VIII by HM Castor
Published by Templar
Series: Given by owner of Norfolk Children's Book Centre
If I had to think of how to sell this book I would describe it as being along the lines of the Tudor TV series but toned down to be more suitable for a YA audience. I enjoyed every page and thought it was a prime example of how YA historical fiction should be written.
I do get quite a bee in my bonnet when it comes to YA historical fiction. I get sent a lot of it for review because I am a history teacher and I have found of late that some of the stuff out there is just too weighty and too boring to engage youngsters especially things written about historical events pre 19th century. What I loved about VIII is that it the author seems to know the age range she is writing for (which always helps) and uses story telling in an engaging and effective manner to put across historical events in a way which would be entertaining for teens.

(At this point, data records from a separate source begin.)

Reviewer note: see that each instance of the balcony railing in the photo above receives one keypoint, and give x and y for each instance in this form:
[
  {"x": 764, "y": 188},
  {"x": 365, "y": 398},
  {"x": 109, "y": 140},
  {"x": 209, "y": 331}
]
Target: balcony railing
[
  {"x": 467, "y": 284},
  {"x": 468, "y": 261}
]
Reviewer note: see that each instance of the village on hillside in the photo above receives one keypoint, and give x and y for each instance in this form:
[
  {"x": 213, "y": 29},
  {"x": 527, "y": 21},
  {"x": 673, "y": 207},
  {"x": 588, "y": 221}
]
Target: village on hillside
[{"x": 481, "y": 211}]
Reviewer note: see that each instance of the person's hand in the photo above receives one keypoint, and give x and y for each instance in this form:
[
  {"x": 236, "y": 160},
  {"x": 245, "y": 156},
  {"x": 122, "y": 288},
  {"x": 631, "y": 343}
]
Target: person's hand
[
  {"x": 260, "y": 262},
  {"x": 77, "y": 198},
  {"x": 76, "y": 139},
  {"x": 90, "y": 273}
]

The first thing I liked about the book is that it gave the reader a real sense of historical period and what it would have been like for the main characters to live through the time period without overburdening the reader with lots and lots of tiny and somewhat irrelevant details which can get dull quickly.
If you ask any child to tell you something about Henry VIII they will say one of two things - he was very fat or he had lots of wives which really only scratches the surface. I loved how this book looks more broadly at Henry's life as a whole and considers in more detail his earlier life when he was this gorgeous all powerful ruler. I also liked the sections where it looked in detail at Henry's younger life before he became 1st in line to the throne and showed how he was treated by his family because of this. Yes this book does go through Henry's wives and yes he does become fat but that isn't the sole focus of this book which is what I liked and the reason why I made the comparison The Tudors TV series as it is the only other thing I can think of that has also given a more broad view of Henry's life rather than the more narrow interpretations which are usually given.

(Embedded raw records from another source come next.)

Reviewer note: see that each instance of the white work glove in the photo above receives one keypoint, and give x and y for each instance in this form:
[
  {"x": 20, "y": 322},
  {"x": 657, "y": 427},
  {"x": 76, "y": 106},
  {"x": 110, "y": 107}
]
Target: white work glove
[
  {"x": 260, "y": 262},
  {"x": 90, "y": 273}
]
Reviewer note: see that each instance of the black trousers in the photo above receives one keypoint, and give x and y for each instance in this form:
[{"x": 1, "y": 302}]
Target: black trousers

Another reason why I liked this book and thought it would be engaging for teens is that it really did capture the drama of the period with all the political intrigue that would have surrounded Henry as he threw his weight around trying to get his own way in areas such as his marriages and religion, when trying to wage wars with France and at home in the way he ruled his country in the ruthless manner he did.
Definitely a book I would highly recommend both as blogger and a history teacher. A brilliant example of how Historical Fiction can be used to engage people with historical events and personalities.